Trump and his supporters, claiming total vindication, have indeed moved on — to trashing the news media that have hyped the “Russia hoax.” Meanwhile, many #resistance types who have insisted for months that impeachment and indictment were just around the corner seem torn between denial and anger. Some claim charges against Trump are still on the way. Some claim that Mueller, a savior just days ago, is a partisan Republican who delivered a whitewash.

But what do we actually know? The “hoax/witch hunt” narrative suggests the probe was a politically motivated search for a made-up offense. Not so fast.
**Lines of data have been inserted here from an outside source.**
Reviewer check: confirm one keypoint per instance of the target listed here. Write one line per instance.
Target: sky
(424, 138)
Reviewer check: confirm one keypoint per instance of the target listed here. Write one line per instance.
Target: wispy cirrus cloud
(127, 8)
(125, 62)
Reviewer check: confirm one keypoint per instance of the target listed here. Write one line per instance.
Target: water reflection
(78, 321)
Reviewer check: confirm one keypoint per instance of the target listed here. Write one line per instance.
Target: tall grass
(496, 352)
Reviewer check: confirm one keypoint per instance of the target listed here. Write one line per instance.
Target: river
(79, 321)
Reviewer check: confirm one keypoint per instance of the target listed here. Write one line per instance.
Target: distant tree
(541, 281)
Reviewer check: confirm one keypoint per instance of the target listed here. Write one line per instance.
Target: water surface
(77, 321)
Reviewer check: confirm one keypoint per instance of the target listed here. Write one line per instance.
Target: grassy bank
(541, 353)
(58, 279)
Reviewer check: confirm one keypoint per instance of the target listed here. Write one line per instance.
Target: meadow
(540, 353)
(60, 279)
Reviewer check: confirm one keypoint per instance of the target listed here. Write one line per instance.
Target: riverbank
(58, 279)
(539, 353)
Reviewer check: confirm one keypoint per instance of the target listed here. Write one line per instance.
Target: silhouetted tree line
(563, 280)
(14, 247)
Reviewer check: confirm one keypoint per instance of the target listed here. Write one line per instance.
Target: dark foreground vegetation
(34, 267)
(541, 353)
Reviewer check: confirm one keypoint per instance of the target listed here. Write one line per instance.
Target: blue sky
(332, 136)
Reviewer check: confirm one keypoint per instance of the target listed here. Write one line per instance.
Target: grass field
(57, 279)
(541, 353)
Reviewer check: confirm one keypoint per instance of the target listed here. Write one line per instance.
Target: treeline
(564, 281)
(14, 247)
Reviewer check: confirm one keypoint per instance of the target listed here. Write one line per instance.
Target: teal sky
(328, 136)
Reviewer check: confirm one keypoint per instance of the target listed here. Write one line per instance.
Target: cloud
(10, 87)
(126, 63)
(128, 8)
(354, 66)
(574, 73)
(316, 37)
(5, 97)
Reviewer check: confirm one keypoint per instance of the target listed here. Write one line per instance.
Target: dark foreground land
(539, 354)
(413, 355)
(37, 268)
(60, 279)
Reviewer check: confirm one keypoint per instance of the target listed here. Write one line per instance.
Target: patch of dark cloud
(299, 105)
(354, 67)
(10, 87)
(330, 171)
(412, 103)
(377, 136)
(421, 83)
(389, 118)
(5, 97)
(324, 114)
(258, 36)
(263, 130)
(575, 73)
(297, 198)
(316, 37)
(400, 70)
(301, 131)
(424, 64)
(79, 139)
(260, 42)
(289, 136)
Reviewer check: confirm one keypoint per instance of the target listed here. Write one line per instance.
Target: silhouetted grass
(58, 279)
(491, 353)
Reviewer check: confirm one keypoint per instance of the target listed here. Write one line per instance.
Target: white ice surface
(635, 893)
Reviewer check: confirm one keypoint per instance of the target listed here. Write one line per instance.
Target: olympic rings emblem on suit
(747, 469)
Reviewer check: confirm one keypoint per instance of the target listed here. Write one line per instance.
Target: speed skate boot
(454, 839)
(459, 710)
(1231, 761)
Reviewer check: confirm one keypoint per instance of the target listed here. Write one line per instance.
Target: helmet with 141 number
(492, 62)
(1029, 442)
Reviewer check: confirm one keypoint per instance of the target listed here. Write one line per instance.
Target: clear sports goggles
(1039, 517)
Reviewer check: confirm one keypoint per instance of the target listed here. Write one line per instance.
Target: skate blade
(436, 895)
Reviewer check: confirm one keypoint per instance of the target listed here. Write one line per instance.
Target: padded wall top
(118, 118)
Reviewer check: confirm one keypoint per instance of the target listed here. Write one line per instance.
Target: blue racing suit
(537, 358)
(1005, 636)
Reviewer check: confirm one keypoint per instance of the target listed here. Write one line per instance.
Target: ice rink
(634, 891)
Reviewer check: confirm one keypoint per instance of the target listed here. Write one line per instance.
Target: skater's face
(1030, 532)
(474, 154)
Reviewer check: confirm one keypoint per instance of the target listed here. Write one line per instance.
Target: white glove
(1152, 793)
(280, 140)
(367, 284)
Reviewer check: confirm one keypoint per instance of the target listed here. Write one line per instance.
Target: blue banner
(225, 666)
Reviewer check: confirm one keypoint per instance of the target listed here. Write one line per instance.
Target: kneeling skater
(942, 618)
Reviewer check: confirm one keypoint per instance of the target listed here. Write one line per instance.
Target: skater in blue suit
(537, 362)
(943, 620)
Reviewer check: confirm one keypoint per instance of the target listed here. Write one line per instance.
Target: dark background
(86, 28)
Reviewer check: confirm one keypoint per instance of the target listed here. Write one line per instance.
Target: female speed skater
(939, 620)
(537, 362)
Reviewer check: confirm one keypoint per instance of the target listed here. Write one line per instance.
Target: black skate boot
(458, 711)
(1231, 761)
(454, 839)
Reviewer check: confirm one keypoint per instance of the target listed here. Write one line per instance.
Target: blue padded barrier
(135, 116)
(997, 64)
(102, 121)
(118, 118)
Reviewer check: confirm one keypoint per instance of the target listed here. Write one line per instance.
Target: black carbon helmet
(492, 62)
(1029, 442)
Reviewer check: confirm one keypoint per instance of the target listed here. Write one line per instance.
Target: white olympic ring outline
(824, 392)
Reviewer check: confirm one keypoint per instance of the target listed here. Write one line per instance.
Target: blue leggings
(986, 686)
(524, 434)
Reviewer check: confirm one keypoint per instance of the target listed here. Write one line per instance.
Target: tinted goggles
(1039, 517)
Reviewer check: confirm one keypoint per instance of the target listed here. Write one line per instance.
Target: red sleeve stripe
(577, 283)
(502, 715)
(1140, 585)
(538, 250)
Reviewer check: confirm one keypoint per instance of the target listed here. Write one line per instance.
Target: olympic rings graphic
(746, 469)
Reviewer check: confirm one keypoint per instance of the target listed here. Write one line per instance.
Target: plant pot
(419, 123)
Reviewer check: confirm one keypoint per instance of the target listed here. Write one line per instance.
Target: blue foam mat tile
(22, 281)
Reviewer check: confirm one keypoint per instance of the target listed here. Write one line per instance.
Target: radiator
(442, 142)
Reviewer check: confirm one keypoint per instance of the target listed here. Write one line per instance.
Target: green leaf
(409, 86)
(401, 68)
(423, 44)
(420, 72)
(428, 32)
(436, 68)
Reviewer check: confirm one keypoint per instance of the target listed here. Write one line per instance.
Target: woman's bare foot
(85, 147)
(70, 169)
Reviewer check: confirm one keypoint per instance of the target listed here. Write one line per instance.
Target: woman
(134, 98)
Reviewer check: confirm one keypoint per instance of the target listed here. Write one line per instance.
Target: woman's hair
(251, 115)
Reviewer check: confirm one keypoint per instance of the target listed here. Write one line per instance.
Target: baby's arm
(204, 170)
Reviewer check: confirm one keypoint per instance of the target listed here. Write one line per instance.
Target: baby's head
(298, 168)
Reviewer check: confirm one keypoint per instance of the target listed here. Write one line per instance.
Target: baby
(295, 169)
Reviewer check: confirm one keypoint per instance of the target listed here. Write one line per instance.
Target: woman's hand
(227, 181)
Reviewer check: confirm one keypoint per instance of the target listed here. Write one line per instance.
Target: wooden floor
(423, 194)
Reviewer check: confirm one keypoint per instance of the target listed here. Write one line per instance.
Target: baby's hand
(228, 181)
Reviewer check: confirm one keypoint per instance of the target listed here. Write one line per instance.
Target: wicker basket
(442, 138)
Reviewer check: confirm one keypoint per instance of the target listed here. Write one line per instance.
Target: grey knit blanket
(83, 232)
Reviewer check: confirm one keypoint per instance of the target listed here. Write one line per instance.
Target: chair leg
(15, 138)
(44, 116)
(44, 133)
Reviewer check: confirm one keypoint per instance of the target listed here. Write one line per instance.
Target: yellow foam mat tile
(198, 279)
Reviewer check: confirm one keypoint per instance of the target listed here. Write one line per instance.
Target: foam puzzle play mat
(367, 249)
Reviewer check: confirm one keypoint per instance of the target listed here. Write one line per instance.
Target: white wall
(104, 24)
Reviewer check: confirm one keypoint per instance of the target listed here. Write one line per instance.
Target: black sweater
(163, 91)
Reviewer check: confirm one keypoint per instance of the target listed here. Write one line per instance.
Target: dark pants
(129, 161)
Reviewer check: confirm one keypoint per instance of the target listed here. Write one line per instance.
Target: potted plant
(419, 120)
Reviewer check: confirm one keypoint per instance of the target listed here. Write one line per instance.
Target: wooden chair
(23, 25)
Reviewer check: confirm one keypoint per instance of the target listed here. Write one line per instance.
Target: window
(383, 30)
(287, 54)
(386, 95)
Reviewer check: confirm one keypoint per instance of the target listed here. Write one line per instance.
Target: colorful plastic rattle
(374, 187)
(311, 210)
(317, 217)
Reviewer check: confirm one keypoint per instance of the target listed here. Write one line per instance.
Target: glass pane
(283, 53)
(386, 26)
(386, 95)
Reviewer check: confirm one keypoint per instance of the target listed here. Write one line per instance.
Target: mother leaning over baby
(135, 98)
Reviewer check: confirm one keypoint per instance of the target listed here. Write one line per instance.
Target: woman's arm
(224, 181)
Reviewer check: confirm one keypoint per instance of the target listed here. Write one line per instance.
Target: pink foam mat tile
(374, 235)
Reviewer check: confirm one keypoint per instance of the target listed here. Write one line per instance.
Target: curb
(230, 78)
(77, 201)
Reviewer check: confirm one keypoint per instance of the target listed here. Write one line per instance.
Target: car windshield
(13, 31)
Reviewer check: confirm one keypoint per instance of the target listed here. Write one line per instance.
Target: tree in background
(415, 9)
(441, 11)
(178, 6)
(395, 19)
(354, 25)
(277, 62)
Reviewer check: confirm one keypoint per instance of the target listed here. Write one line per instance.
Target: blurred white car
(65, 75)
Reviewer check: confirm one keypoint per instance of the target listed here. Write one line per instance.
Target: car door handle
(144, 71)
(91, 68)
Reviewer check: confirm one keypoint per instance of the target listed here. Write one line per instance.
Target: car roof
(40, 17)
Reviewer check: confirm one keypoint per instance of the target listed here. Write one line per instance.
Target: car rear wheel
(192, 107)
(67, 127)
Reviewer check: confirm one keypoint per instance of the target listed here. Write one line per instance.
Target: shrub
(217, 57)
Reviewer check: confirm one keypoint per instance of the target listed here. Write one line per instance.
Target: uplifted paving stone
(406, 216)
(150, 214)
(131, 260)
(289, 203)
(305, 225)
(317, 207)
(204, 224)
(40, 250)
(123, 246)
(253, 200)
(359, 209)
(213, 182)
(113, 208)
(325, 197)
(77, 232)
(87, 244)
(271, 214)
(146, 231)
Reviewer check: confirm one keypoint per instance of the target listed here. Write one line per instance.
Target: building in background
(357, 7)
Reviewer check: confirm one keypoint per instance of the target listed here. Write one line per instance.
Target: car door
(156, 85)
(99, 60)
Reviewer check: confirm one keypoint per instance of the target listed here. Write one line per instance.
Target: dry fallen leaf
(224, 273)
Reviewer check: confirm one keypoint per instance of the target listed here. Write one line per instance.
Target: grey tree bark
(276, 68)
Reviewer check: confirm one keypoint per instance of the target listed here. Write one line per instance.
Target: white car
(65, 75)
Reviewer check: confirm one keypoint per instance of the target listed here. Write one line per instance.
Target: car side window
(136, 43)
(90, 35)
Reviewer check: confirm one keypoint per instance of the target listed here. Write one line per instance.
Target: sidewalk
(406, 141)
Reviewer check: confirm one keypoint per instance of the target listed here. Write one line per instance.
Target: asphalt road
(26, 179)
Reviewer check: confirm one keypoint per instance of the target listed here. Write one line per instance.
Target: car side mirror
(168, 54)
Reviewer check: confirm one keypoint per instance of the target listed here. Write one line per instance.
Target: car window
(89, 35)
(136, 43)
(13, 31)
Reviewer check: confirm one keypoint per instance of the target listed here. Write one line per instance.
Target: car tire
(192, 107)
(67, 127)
First, Mueller and Barr concur that Russian election meddling was real, that Russian agents hacked Democratic National Committee emails and turned them over to WikiLeaks, the document-disclosure site viewed as a Russian asset. Did this affect the election outcome? We’ll never know, but the WikiLeaks-generated myth that Hillary Clinton stole the nomination from Sen. Bernie Sanders may have made a key difference in very close races.

Second, there were shady contacts between Trump campaign staffers and Russian government proxies, some related to election meddling. Mueller has found that none of it rose to criminal conspiracy. Even so, the fact that people close to Trump were interested in acquiring “dirt” on Clinton from Russians who said they were acting on the Kremlin’s behalf should be disturbing.

Third, Trump did act in ways that aroused legitimate suspicions, from his boast to Russian officials that he had fired “crazy” FBI chief James Comey because of the “Russia thing” to his chronic reluctance to criticize Vladimir Putin. That doesn’t prove collusion, only volatility and affection for authoritarian strongmen. But it wasn’t paranoid to want to (quoting Trump in another context) “figure out what the hell is going on.”

Yet it also is true that Trump-Russia speculation from many on the left went overboard. There were bombshell stories that fell apart and sensational predictions of arrests. Even some reputable mainstream pundits pushed the notion that Trump could be a Russian agent. The blurring of lines between news and entertainment added to the problem. Every week, TV viewers heard pundit-comedian Bill Maher excoriate Trump as a traitor and watched “Saturday Night Live” comedy skits in which an always-shirtless Putin brandished a compromising tape to cow Trump. No wonder more than half of Democrats came to believe that Russia had tampered with the vote to help Trump win, for which there is zero evidence.

The extreme version of the collusion narrative that painted Trump as Putin’s puppet was never embraced by most of the mainstream media; but now, much of the media criticism on the right and the anti-Clinton far left lumps together bizarre conspiracy theories, sloppy reporting and straightforward coverage of the Russia probe. Unfortunately, all of the media will take a hit to its reputation for the sins of those who messed up.

Perhaps so far, the main lesson of Russiagate is: Whichever side you’re on, wait for the facts.

Cathy Young is a contributing editor to Reason magazine.